David Lynch soulève les forces du Mal pour filmer leur combat avec celles du Bien, de manière parfois caricaturale (ainsi dans Sailor et Lula, où perce la surenchère parodique), mais avec une visée qui ne l’est jamais : le désir manifeste du cinéaste n’est pas de rendre plus dramatique ou plus moral l’enjeu de ses films, mais bel et bien de parvenir à représenter cette lutte entre deux pouvoirs abstraits. Projet extravagant et passionnant qui a d’abord pris une forme expérimentale (Eraserhead), puis tour à tour presque classique (Elephant Man), hétéroclite (Dune), stylisée (Blue Velvet) et déchaînée (un maelström de violence faisant exploser le road-movie qu’est Sailor et Lula) jusqu’à recomposer une matière cinématographique en fusion dans Lost Higway, où tout se fond de la manière la plus fascinante qui soit : les deux héros masculins (emboîtés comme des poupées russes), la femme blonde vénéneuse et la femme brune diaphane (véritable fétiche issu du film noir, déjà présent dans Blue Velvet), ou bien encore un crâne et une table en verre, le vivant et l’inerte échangeant leurs places.

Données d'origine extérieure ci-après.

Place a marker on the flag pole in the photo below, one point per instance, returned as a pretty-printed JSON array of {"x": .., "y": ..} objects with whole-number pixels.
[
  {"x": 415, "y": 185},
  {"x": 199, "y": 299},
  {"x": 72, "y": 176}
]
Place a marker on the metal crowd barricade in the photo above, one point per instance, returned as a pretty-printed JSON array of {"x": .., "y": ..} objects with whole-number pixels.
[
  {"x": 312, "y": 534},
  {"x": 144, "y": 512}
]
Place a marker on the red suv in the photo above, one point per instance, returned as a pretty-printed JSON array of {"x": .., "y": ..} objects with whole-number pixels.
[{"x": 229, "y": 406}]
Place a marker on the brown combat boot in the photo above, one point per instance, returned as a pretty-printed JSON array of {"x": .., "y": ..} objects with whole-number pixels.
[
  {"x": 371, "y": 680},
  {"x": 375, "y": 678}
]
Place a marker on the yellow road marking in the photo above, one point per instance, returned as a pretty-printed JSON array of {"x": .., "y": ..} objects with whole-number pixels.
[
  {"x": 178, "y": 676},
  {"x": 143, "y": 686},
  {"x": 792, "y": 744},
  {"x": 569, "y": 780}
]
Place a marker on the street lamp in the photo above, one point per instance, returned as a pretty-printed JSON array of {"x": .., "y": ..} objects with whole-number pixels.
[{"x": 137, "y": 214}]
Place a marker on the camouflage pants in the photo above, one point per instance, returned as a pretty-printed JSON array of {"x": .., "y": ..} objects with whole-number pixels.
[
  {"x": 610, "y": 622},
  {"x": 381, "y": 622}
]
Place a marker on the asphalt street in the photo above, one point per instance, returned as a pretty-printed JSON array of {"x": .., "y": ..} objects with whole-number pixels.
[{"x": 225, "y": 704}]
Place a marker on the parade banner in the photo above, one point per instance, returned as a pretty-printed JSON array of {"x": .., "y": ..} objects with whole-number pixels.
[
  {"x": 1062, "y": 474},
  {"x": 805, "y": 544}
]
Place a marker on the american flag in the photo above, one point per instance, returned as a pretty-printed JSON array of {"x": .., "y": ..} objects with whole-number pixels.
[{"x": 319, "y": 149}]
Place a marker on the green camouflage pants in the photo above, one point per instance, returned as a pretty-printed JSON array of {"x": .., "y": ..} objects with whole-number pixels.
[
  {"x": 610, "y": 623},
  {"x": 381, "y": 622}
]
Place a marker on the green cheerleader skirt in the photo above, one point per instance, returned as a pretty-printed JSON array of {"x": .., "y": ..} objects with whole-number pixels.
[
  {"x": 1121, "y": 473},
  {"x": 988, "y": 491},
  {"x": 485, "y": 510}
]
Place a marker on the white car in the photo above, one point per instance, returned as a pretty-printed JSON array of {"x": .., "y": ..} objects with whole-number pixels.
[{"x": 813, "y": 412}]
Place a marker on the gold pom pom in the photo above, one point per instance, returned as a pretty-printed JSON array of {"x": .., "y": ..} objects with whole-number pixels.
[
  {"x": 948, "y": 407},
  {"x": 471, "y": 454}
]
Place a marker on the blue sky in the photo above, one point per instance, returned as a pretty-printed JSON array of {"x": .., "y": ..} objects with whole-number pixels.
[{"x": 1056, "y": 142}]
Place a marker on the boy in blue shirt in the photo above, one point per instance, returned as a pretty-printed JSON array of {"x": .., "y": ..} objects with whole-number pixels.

Cette recomposition organique des images est l’expression d’une volonté de faire à la fois plus de cinéma avec le cinéma, et autre chose que du cinéma avec les moyens du cinéma : de la poésie, de la peinture, de la musique. David Lynch, qui est aussi peintre, compositeur et designer (il a conçu l’ameublement de la maison de Lost Highway, et certaines de ses créations sont commercialisées), n’a cependant rien d’un artiste élitiste : en créant en 1990 la série Twin Peaks (dont Twin Peaks Fire Walk With Me est une reformulation destinée au cinéma), il a engendré un phénomène culturel de masse, tout en renouvelant la fiction et l’esthétique télévisuelles.
Le proche et le lointain
En 1999, c’est par un « excès de normalité » que David Lynch crée la surprise avec Une Histoire vraie, dont le personnage principal est un vieillard, Alvin Straight, qui traverse les États-Unis, de l’Iowa au Wisconsin, pour rendre visite à son frère aîné, qu’il n’a pas vu depuis dix ans. Intitulé en anglais The Straight Story (« L’histoire de Straight », mais aussi « Une histoire en ligne droite »), le film suit de façon très linéaire l’itinéraire d’un homme dont la seule particularité est de voyager au volant d’un petit tracteur-tondeuse à gazon. Distance, espace, vitesse et durée sont les éléments fondamentaux d’Une histoire vraie, mais aussi, plus généralement, du cinéma : sous couvert de simplicité, Lynch met en perspective sa propre pratique de la mise en scène. Il n’est donc pas paradoxal qu’il juge ce film comme « le plus expérimental » de sa carrière (Libération, 3 novembre 1999), ce qu’atteste également son travail très élaboré sur la bande-son, qu’il s’agisse des bruits spatialisés ou du rapport entre les images et la musique d’Angelo Badalamenti, son compositeur attitré depuis Blue Velvet.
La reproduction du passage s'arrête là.